Weekend activities at Bitcamp included a design competition, pitch meetings, a Super Smash Bros. tournament, s’mores eating and even a bout of water pong.
Jeff Hilnbrand, a senior mechanical engineering major who started Bitcamp last year and helped organize it this year, said this kind of energy goes hand-in-hand with the hackathon’s intentions.
“We wanted to throw a hackathon and we knew we wanted to be different than the others, focusing on exploration and inclusivity and making an environment where people could explore and have fun,” he said. “That’s what Bitcamp is all about.”
With 750 participants last year, the large number of attendees this year — about 660 from this university — was a planned increase. All together, about 1,300 people filled Cole, including the mentors and sponsors.
“We need to keep this community going,” said José Zamora, a senior computer science major and general director of Bitcamp. “This [year’s turnout] is proving to ourselves and to the campus that this can happen every year and people do want it.”
Of those who turned out this year, the teams took different approaches to various projects. Some worked toward solutions to practical problems, while others looked to use coding platforms in innovative or humorous ways.
A team from West Chester University in Pennsylvania made an app to help people keep track of lost items. If someone attached small and inexpensive RFID tags to their clothes or belongings, others could find the owner by scanning the tag with the app.
“It could be the world’s largest lost-and-found receptacle,” said Bruce Langlois, a junior computer science major at West Chester University.
A team from the United States Naval Academy designed and completed a setup through which a person using a laptop could pull a small pink switch on an Arduino board to find a means of procrastination.
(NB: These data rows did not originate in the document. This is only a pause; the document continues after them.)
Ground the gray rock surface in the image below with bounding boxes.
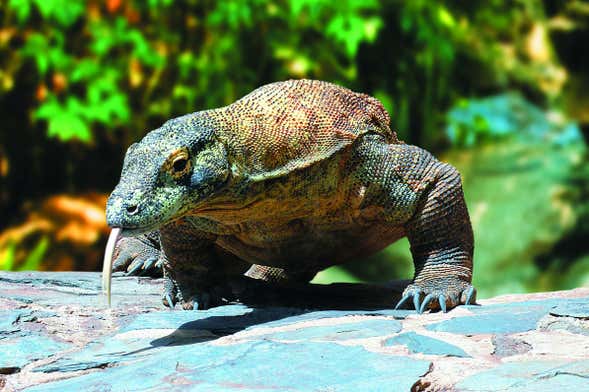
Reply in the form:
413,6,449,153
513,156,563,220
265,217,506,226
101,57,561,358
0,272,589,391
“Automatically, bam, there’s a random cat video for you to watch,” said Sam Coons, a sophomore computer science major at the Naval Academy.
Other projects included tweet-controlled drones, a virtual reality simulation to make soup and a Rock’em Sock’em Robots-inspired game controlled by punching the air. For these teams, Bitcamp organizers provided devices to rent out, such as Oculus Rifts, quadcopters, Muse headbands, Arduinos and Pebble Smartwatches.
Organizers brought in an extra 200-kilowatt generator along with thousands of feet of wire, as Cole did not have enough power for everyone, said Jeremy Griffith, a junior electrical engineering major and director for facilities, event technology and finance for Bitcamp.
The months of planning and endless meetings before Bitcamp were overwhelming, but he wouldn’t want to do anything else.
“It’s always worth it, even though I tell myself ‘never again,’” he said.
Though many of the crew and participants barely slept and rarely took advantage of the 100 air mattresses available, few expressed regrets.
“I would love to explain how much fun I had, but I don’t have the mental capacity after all this thinking and not sleeping,” said Brandon Wetzel, a senior computer science major whose team designed a Pokémon game for the Pebble Smartwatch.
Bitcamp was funded by corporate and university sponsors, including the Student Government Association, which donated $5,500. Samir Khuller, the chair of the computer science department, noted that last year’s Bitcamp was what first brought Oculus VR CEO Brendan Iribe back to this university and led to his record-breaking donation.
“We’re extremely impressed,” said Kay Freund, IBM ecosystem for hackathons project manager. “The energy levels, the speed of learning, the willingness to learn, out-of-the-box thinking, collaborating on a team — it’s amazing the skills people have by the time they leave.”
Though this university’s U Beats team members also went without sleep and went through some trial and error to get their programmable pad to play specific beats when detecting shadows, the software company Red Hat awarded them a prize.
But even without the prize, junior computer engineering major Ram Ambalavanar said he didn’t mind the long hours or the lack of sleep.
“It was absolutely worth it,” he said.